Lucjan Wisniewski is an unsung hero of one of the last great World War Two battles lost by the Allies – the Warsaw Uprising in 1944.
He fought to liberate his country from Nazi rule, but unlike his Western peers, he was prosecuted for doing so afterwards.
To this day he keeps one of his battalion's most treasured possessions – its ragged, blood-stained banner – rolled up at home.
He will finally hand the banner to a museum on Sunday exactly 60 years after Poles took up arms in an attempt to drive the Nazis from Warsaw and save themselves from another totalitarian regime, Stalinist communism.
World leaders, including German Chancellor Gerhard Schroeder and U.S. Secretary of State Collin Powell, will also pay tribute to the doomed Uprising, long played down by historians and neglected by politicians in Poland and abroad.
"After six decades of waiting and agony, our banner will find its rightful place," said Wisniewski, referring to the Warsaw Uprising Museum to be opened on the August 1 anniversary.
Poland's Western allies placed little pressure on Soviet leader Joseph Stalin to aid the Uprising, which many Poles felt was a meagre reward for their war efforts, in engagements like the Battle of Britain and the fight for Italy's Monte Cassino.
Outgunned, outnumbered and ignored by Soviet forces, who stopped their advance on the outskirts of Warsaw, the Uprising collapsed after 63 days, leaving the city in ruins and more than 160,000 dead.
The remnants of the underground Home Army who survived the Uprising were interrogated, detained and sometimes executed by Moscow-trained communists determined to impose their rule."A museum commemorating the Uprising was unthinkable for years, and this may be the last anniversary many veterans will attend," said Marcin Roszkowski, one of the museum's organisers.
Played Down Catastrophe
The Uprising was mentioned only in passing by communist-era history books and is little known in the West, often leading to confusion with the similarly tragic 1943 Warsaw Ghetto Uprising.
The West has a guilty conscience when it comes to Poland, says British historian Norman Davies in a new book about the Uprising, because it agreed to give Stalin control over its wartime ally in the wake of the Third Reich's defeat.
Sixty years on, with Poland safely inside the European Union and the NATO military alliance and communism a fading memory, Poles want their allies to see the Uprising as a symbol of their yearning for freedom and their sacrifice."The communists caused this silence and, on the other side, the British and the Americans had the idea that they won the war," Davies told Reuters "They didn't want to hear about a catastrophe.

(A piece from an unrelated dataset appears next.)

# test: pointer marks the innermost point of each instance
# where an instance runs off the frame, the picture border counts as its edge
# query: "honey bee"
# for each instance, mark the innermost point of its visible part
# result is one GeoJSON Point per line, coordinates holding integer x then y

The complete destruction of an ally's capital."
In the first days of fighting – similar to anti-Nazi uprisings which freed Rome and Paris before the allies arrived – the 40,000-strong Home Army managed to occupy Warsaw city centre and some suburbs, but failed to take valuable positions like the airport.
The Red Army stood idle across the Wisla river, at one point several hundred metres (yards) from heavy fighting, and did not allow Western allies to use its airfields for airlifts – limiting help to often inaccurate airdrops of arms.
Human Shields
Safe for the time being from Soviet soldiers, the Germans regrouped and sent in elite SS troops, bombed the city from the air, pounded it with heavy artillery and used civilians as human shields during incursions into "liberated" territory.
Civilians were routinely executed – 150,000 died, 165,000 were sent to labour camps and a further 350,000 displaced. "At first we were shocked that locals were walking out onto a street where we were exchanging fire, then we realised they were a cover for approaching tanks," recalled Wisniewski, who was 19 when the uprising took place. "We could not shoot our own."
The uprising infuriated Nazi leader Adolf Hitler, who ordered the destruction of the remaining buildings in Warsaw before his troops fled, allowing the Red Army to march in.
Schroeder's attendance on August 1, following his visit to Normandy on the 60th anniversary of D-Day landings last month, gives momentum to the idea that Germans were liberated by their own defeat.
It also marks a rekindling of German-Polish reconciliation, developed throughout the 1990s but cooled in recent years.
Germany was a leading advocate of Poland's EU accession, which took place in May 2004 – 15 years after communism fell.
But ties have been hampered by Warsaw's support for the U.S.-led war on Iraq and controversial demands for recognition by millions of Germans forced to flee from eastern Europe at the end of the war.